Taking time-lapsed images, they found that the fluconazole were trapped in the matrix, largely failing to reach the fungal cells, which was further confirmed by directly measuring radiolabeled fluconazole absorbed in the matrix. In contrast, fluconazole readily moved inside the fungal cells when they were located in biofilms with the matrix disrupted by povidone iodine.
Using three different assays to disrupt the matrix, either by directly degrading the matrix or using bacteria defective in GtfB, the researchers found that the antifungal-killing ability of fluconazole could be completely restored, confirming the role of the bacteria-produced matrix in promoting antifungal drug resistance.

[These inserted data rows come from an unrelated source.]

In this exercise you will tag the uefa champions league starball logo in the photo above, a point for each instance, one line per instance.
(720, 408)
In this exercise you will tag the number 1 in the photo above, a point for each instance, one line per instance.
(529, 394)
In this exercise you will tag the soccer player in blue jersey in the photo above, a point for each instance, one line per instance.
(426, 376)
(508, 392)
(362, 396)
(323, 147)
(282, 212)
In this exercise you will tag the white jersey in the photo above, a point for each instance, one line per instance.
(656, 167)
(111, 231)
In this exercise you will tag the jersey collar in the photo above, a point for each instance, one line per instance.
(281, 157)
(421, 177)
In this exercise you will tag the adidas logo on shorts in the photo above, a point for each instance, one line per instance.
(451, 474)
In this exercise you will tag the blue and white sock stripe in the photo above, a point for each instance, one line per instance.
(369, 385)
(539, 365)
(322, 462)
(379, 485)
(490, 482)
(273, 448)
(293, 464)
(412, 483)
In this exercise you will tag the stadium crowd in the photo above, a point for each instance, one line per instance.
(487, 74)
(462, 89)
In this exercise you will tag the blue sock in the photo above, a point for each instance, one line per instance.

The fungus itself has its own mechanisms for avoiding being killed by antifungals, but this resistance is exacerbated by the shielding effect of the matrix, the researchers found.
Looking ahead, the Penn-led team hopes their findings lead to new strategies for treating bacterial-fungal infections associated with early childhood caries and possibly other polymicrobial diseases. For the researchers' part, they are making use of nanotechnology to develop targeted approaches that can precisely target the matrix and both the fungal and bacterial components of the oral biofilm.
The study was supported in part by the National Institute for Dental and Craniofacial Research (grants DE018023, DE025220, DE025848, and DE025728). Kim was a finalist for an AADR Lister award for the work.